ETIQUETTE: Proper decor in the home during New Year celebrations in the Year of the Dragon includes lots of candles. Starfish and octopus motifs are also strongly encouraged this particular year. And use a lot of black. Some people say black and red and green are best, others say black and yellow. Just go with black.

If you yourself are an actual dragon (not just one of those hotshots born during the Year of the Dragon; see below) and have come to this post for some etiquette tips, please allow me to redirect you to Sherri Godsey’s page regarding gullet transport and regurgitation of humans. It is an excellent resource.

SUPERSTITION: All that “Dragon Lady” jazz is a Western construct. In Asia, it is a good thing to be a dragon. Dragons are lucky, have better education and will be very successful in life. This isn’t even a superstition, by the way; they are. There are some rational reasons for that, but whatever.

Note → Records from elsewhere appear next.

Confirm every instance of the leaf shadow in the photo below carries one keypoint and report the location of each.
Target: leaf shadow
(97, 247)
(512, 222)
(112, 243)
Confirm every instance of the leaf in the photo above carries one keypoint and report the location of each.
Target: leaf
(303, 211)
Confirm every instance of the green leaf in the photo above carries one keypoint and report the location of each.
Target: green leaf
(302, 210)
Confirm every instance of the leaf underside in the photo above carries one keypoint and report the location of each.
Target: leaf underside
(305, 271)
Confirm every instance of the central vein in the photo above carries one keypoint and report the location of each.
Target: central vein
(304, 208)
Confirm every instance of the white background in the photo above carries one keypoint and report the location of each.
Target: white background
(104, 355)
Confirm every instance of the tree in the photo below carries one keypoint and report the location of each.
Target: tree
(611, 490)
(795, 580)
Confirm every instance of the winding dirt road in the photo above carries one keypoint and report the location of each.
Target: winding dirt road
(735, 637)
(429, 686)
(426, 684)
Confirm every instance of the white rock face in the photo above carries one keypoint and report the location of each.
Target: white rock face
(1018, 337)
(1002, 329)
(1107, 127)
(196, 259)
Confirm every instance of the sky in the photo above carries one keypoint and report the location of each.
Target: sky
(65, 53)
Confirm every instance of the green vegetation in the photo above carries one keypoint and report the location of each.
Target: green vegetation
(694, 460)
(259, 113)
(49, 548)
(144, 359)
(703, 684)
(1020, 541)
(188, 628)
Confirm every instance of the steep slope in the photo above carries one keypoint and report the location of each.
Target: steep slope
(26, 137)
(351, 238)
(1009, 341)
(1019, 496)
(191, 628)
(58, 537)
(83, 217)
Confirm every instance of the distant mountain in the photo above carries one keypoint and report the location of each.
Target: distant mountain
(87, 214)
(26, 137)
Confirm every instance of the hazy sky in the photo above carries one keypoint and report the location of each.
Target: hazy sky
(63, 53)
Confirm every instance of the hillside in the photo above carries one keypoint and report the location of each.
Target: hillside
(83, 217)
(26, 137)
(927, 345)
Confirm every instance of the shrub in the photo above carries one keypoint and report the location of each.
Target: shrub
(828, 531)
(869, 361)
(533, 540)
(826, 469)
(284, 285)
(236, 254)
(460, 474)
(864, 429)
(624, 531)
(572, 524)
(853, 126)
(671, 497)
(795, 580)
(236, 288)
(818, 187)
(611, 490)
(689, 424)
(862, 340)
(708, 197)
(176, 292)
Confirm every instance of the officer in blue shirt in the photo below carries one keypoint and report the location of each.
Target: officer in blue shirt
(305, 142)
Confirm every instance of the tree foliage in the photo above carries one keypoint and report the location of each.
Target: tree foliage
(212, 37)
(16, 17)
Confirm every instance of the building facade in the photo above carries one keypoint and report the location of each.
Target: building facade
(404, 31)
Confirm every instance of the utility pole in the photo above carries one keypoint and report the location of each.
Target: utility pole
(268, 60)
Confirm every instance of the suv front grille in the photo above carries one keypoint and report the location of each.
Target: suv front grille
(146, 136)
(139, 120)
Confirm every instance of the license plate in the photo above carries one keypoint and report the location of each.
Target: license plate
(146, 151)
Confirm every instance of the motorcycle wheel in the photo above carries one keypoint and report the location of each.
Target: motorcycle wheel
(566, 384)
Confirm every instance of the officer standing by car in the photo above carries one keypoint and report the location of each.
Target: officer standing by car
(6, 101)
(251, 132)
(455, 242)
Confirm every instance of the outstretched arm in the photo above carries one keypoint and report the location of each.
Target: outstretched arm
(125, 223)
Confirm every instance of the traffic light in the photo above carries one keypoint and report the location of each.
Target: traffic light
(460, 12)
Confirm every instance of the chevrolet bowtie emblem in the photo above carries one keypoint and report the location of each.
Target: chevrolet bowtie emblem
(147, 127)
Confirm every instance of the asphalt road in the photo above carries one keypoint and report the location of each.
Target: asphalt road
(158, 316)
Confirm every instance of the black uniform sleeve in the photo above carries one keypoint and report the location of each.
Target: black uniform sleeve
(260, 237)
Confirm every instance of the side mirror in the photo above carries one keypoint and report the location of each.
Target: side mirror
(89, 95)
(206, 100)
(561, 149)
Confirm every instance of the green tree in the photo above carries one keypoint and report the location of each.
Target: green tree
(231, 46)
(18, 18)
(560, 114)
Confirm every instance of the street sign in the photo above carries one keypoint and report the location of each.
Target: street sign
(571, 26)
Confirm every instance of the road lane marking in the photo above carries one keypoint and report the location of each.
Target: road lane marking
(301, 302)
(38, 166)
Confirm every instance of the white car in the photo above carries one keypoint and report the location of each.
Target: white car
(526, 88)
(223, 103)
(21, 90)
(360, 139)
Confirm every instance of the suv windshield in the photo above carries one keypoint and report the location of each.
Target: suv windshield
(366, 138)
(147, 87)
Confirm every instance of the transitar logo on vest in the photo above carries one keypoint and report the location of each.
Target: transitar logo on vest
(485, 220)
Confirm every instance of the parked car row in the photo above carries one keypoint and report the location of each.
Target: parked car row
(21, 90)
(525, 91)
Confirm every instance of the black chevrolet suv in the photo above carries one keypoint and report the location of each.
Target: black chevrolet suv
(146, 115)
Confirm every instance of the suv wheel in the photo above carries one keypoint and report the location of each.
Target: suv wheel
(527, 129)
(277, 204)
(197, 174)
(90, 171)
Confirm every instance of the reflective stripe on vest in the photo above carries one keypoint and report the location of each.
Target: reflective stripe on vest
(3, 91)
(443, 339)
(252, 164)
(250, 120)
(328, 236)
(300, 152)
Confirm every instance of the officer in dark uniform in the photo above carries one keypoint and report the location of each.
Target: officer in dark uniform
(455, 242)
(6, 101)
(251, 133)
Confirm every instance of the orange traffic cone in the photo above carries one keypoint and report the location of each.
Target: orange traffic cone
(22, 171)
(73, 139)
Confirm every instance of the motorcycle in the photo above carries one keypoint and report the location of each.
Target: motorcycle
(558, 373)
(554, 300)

Dragons, the real dragons, became a little bit of trouble for humans when a Ming Dynasty emperor got all greedy and wanted them to help him out instead of going back to their home in heaven. They, of course, wanted to go back to heaven. No doy. There were nine dragons at this point, who were sons of the original dragon. So anyway, these dragons were a little pissed off at the emperor but eventually chilled out and now are pretty good with humans again, at least in China. I’m probably screwing this up. Let’s just go to chinesefortunecalendar.com for the rest of this:

“The nine dragon have different themes, and they all have different versions too. We skip their names because all of their names are hard to remember. One version is:

  • The 1st son loves music. The head of Number 1 son becomes a decoration for music instrument, such as two-stringed bowed violin (huqin).
  • The 2nd son loves fighting. Many different handles of weapons have the symbol of Number 2 son.
  • The 3rd son loves adventure and keeping guard. He has prestige and is the symbol of safety, harmony and peace.
  • The 4th son loves howling. The image of Number 4 son can be found on the big bells. It is a symbol of protection and alertness.
  • The 5th son loves quietness, sitting, fire and smoke. His image is often found in temples, such as on incense burners.
  • The 6th son has the power of strength. He loves to carry heavy stuff to show off his magic energy. He is a symbol of longevity and good luck.
  • The 7th son loves to seek justice. Chinese like to apply his symbol around law, court, or jail.
  • The 8th son loves literature. Chinese like to put the 8th son as a symbol around steles. When used in this way, it is a symbol of knowledge or education.
  • The 9th son loves water. He is a symbol to prevent fire disasters.”